A sword-wielding pixie was pinned under the foot of a monster on the second floor of Wichita State’s Rhatigan Student Center Friday night.

It was a “giant, hulk-ogre-zombie thing,” said freshman Caleb Hobbs, and the heroic pixie is his character, and he’s not alone.

Hobbs was one of 10 members of the WSU Nerd Union, battling a hoard of zombies and monsters to save the world from a dangerous artifact that night. Or, keep it for themselves. That’s the fun part for these gamers — none of them knows how the story will turn out.

They’re playing Dungeons & Dragons, among other things, and four nights a week these students gather at the RSC to pursue their nerdy hobbies.

“I discovered D&D in high school,” Hobbs said, “and in college I was surprised to find out I could play it, too.”

D&D is a fantasy tabletop role-playing game that was designed in the early 1970s as a variant on strategic war games. Instead of controlling military units, however, D&D players take on the role of fantasy characters and become part of a cooperative storytelling experience.

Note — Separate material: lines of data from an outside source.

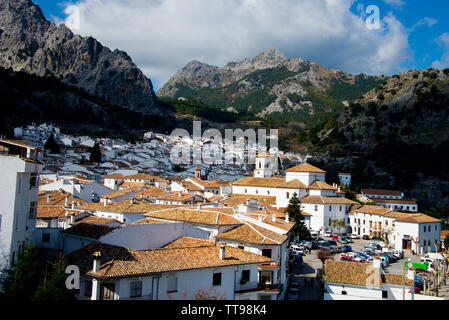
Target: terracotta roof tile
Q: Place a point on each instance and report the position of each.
(118, 262)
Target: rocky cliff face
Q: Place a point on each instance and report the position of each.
(32, 44)
(268, 84)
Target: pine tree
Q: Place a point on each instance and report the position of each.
(95, 154)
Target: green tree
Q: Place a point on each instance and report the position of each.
(24, 277)
(53, 286)
(51, 145)
(294, 210)
(95, 154)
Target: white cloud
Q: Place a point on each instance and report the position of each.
(443, 41)
(163, 35)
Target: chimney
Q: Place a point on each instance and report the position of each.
(222, 251)
(97, 261)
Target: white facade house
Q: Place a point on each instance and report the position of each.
(19, 191)
(181, 270)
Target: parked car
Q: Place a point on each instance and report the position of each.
(383, 261)
(372, 246)
(386, 257)
(323, 244)
(315, 244)
(432, 257)
(306, 244)
(398, 254)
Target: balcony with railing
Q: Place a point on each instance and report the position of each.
(251, 286)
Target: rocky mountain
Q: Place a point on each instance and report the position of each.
(396, 136)
(269, 85)
(34, 45)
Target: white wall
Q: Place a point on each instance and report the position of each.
(16, 196)
(151, 236)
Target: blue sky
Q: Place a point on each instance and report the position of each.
(163, 35)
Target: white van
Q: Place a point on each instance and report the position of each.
(431, 257)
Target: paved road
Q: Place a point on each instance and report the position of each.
(309, 286)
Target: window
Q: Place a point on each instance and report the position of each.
(46, 238)
(32, 213)
(216, 280)
(266, 253)
(245, 276)
(135, 289)
(172, 284)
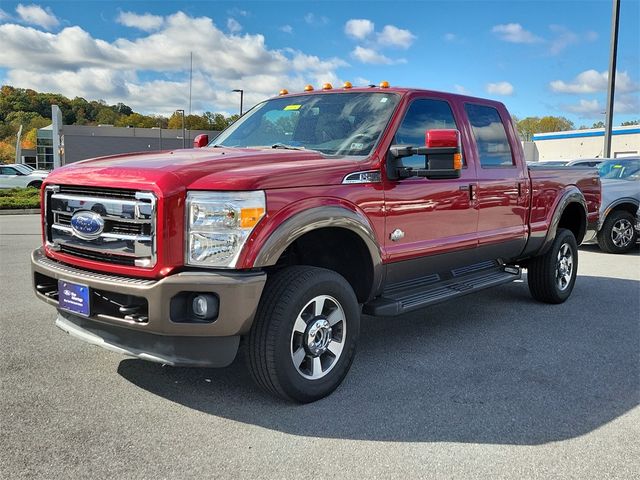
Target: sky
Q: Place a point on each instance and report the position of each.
(538, 57)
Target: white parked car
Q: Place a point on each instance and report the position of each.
(27, 168)
(11, 176)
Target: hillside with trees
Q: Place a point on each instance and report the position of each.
(32, 110)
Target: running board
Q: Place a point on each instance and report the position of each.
(417, 294)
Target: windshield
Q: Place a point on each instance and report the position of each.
(629, 169)
(334, 124)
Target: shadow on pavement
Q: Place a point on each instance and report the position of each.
(496, 367)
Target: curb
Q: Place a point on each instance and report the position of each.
(21, 211)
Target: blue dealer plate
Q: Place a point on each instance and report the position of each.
(74, 297)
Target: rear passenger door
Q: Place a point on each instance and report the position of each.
(503, 184)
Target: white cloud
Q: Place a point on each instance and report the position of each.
(395, 37)
(145, 22)
(75, 63)
(564, 37)
(36, 15)
(369, 55)
(237, 12)
(358, 28)
(233, 25)
(594, 109)
(500, 88)
(591, 81)
(515, 33)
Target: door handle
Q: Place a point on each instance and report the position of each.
(471, 188)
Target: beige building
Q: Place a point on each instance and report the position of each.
(575, 144)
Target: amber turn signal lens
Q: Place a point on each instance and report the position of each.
(249, 217)
(457, 161)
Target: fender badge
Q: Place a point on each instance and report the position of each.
(396, 235)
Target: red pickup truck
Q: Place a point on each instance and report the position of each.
(309, 210)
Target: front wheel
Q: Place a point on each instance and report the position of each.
(618, 235)
(551, 276)
(303, 338)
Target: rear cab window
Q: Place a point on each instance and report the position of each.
(492, 143)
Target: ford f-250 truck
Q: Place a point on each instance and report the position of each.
(309, 210)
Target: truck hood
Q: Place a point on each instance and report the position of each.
(210, 169)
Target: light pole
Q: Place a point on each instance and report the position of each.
(241, 97)
(184, 145)
(613, 54)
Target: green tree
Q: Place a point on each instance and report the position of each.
(106, 116)
(7, 152)
(529, 126)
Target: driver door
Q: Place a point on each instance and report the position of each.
(9, 177)
(432, 216)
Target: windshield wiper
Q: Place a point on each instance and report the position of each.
(286, 147)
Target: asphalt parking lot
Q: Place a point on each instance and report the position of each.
(490, 386)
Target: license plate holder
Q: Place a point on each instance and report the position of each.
(74, 298)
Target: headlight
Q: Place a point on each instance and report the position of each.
(218, 225)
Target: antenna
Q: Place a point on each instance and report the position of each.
(190, 78)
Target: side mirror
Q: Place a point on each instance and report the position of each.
(201, 140)
(442, 156)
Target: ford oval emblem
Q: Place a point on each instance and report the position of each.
(87, 225)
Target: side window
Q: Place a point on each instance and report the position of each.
(491, 138)
(423, 115)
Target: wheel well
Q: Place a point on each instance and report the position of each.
(337, 249)
(627, 206)
(574, 218)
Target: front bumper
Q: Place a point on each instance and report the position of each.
(158, 337)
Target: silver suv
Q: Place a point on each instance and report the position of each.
(619, 222)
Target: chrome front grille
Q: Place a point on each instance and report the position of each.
(128, 224)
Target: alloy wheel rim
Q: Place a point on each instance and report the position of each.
(622, 233)
(564, 267)
(318, 337)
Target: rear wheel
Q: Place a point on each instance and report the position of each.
(551, 276)
(304, 335)
(618, 235)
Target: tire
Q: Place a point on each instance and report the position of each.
(551, 276)
(304, 334)
(618, 234)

For some of the students, playing D&D is a right-of-passage. For others, it’s a way to relax and make new friends.

Hobbs said he found out about the Nerd Union while looking into other student groups. He decided that Nerd Union was more to his liking, especially when they added D&D to their regular diet of anime, video games and other interests.

“I love playing Dungeons & Dragons because it’s a fun time, and it gives me something to look forward to after school.” Hobbs said. “I work hard, but in the end I also get to play. I like to be engaged with school, but I also have a fun side, and Nerd Union gives me that.”

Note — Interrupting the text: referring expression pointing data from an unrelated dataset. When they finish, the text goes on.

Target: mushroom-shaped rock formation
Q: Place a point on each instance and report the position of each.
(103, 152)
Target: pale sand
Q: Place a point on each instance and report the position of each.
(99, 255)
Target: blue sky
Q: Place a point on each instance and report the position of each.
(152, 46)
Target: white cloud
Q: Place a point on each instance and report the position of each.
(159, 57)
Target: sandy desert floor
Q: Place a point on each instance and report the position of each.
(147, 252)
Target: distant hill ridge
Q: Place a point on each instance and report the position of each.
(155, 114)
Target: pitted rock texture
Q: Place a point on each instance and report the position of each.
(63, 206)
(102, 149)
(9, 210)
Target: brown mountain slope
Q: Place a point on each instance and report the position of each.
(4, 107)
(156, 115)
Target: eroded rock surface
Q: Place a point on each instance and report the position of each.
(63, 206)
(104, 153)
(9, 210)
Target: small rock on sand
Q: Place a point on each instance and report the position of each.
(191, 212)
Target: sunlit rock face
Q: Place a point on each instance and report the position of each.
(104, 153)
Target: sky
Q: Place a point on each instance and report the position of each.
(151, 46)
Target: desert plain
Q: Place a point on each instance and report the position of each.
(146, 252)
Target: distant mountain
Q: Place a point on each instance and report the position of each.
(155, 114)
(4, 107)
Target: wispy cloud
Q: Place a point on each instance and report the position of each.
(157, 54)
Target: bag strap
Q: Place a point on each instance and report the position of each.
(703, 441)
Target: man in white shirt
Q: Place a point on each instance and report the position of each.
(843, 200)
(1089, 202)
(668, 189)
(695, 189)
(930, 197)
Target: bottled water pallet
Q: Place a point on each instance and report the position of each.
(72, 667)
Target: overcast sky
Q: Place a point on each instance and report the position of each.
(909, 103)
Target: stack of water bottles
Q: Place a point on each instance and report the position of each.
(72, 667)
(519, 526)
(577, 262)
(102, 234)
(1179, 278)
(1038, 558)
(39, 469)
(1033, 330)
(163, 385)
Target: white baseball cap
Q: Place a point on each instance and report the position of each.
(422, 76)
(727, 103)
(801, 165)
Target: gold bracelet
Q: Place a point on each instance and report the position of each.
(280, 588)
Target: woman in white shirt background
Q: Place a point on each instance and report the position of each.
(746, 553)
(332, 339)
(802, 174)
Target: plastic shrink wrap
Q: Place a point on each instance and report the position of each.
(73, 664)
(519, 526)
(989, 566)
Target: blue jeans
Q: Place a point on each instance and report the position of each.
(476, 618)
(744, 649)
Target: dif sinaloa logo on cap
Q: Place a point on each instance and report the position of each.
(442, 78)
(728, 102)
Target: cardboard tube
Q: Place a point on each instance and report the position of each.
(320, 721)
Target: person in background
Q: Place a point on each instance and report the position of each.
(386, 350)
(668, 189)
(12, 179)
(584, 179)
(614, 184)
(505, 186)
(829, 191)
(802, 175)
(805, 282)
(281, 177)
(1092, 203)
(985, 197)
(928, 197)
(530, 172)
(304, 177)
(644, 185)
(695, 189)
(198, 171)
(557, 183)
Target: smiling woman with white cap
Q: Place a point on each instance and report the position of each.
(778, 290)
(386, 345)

Freshman Bryce England, who is studying international business, takes his turn as DM on a different night. He’s been playing since he was 12, and said the game has made him a better student.

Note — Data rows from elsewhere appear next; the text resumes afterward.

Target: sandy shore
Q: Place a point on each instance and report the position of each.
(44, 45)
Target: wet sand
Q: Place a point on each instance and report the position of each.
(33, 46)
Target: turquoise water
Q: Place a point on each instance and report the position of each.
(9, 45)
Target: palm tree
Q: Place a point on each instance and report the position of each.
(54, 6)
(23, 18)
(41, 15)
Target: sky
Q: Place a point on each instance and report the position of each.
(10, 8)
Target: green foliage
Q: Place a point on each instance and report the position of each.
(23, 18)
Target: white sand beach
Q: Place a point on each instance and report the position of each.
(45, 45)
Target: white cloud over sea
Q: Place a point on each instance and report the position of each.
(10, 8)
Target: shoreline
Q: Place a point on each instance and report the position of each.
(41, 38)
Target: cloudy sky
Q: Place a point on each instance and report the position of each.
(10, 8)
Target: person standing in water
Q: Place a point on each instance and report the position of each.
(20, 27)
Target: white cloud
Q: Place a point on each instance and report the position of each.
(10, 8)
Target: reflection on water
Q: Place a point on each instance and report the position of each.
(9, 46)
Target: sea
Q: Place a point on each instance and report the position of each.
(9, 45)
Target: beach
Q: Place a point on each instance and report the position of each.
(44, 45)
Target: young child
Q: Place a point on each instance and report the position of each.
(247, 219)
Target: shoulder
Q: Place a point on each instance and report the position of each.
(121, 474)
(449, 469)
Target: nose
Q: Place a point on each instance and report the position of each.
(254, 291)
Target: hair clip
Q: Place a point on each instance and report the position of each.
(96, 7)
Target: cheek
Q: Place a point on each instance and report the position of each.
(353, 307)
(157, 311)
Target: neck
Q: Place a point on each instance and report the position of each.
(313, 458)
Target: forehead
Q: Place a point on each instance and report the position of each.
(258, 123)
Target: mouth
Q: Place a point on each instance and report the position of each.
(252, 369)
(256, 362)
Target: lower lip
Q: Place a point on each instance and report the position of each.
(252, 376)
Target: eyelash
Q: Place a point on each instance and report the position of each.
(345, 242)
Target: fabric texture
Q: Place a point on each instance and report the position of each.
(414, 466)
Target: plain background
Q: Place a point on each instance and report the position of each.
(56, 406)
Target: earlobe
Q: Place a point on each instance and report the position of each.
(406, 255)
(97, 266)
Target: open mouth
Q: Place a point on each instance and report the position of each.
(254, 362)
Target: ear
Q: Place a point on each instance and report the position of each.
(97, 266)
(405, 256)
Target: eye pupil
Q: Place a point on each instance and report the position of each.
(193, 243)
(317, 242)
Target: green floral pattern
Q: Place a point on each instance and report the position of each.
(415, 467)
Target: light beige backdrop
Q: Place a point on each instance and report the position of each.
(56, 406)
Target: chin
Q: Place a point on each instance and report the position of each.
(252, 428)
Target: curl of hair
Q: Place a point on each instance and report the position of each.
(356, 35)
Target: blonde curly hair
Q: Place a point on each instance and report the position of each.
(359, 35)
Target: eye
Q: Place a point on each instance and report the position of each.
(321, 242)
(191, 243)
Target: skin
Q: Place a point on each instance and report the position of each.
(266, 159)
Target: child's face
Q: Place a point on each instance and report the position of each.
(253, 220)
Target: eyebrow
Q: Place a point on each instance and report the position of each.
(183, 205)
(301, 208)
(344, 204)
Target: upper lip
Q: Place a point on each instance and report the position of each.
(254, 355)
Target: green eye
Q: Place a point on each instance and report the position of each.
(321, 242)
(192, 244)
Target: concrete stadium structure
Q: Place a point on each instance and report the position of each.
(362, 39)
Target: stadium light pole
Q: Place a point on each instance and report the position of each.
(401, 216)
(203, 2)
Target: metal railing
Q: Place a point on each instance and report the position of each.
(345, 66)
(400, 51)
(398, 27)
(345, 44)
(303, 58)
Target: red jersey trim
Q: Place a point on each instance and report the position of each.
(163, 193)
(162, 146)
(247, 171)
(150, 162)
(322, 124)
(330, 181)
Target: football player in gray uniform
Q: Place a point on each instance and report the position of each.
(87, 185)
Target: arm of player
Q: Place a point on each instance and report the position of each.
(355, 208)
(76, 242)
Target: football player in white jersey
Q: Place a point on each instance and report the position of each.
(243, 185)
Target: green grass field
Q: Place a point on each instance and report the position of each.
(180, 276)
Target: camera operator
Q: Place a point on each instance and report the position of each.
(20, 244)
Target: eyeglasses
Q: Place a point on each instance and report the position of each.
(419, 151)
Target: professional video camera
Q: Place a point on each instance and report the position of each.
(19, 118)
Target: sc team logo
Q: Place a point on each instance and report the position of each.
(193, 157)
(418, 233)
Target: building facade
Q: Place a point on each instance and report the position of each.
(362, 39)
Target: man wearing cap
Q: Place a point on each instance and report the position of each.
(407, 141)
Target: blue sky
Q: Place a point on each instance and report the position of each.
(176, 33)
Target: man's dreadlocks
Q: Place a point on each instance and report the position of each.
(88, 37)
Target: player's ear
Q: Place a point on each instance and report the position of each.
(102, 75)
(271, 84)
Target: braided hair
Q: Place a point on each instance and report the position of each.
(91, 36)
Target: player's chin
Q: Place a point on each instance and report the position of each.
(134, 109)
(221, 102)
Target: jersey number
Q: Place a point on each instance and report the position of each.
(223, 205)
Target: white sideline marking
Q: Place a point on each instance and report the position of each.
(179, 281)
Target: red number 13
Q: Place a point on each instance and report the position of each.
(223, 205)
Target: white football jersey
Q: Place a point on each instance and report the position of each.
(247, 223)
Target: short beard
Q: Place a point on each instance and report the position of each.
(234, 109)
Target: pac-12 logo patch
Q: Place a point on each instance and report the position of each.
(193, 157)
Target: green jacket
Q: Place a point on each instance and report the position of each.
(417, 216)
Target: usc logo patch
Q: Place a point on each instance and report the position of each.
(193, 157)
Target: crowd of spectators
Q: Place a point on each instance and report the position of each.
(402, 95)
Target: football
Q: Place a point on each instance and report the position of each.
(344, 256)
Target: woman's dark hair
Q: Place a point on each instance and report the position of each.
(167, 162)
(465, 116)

“I know it’s had an impact on my math scores,” he said. “Plus, when I started DMing, I had to learn how to tell stories and work with people, so it helped with social skills and with creative writing.”

Another freshman, Sierra Bonn, a biomedical engineering/pre-med student, went to high school with two Nerd Union founders, treasurer Chandler Bolen and president Alex Pennington. As soon as she came to WSU, they signed her up.

“I’ve been a member since birth, practically,” Bonn joked. “When I heard talk about starting up D&D, I knew I had to get in on that.”

D&D was actually part of Bonn’s childhood, she said, as she used to tag along to gaming sessions with her father.

“The idea of fantasy games was always appealing to me,” she said. “I like video games, role-playing games and stuff like that, but I also like the freedom of D&D, how you’re not confined to a specific quest line like when you play video games.”

It wasn’t long ago that calling someone a “nerd” was an insult — a form of bullying. Claiming it as an identity has made the Nerd Union one of the fastest growing student organizations on campus, growing from a handful of enthusiasts to 41 members in the past two years.

Dungeons & Dragons is the group’s newest endeavor, however, having just started playing in the fall. Engineering student Parker Amos, a junior, is their head Dungeon Master – the guy who organizes games, keeps track of rules, rolls dice for monsters and presents the plot.

He was introduced to D&D in high school by his debate, improv and forensics coach.

“I joined NU because I have always been a bit nerdy,” Amos said. “Besides that, I really wanted a place on campus that was designed for people with interests like mine. I just love it.”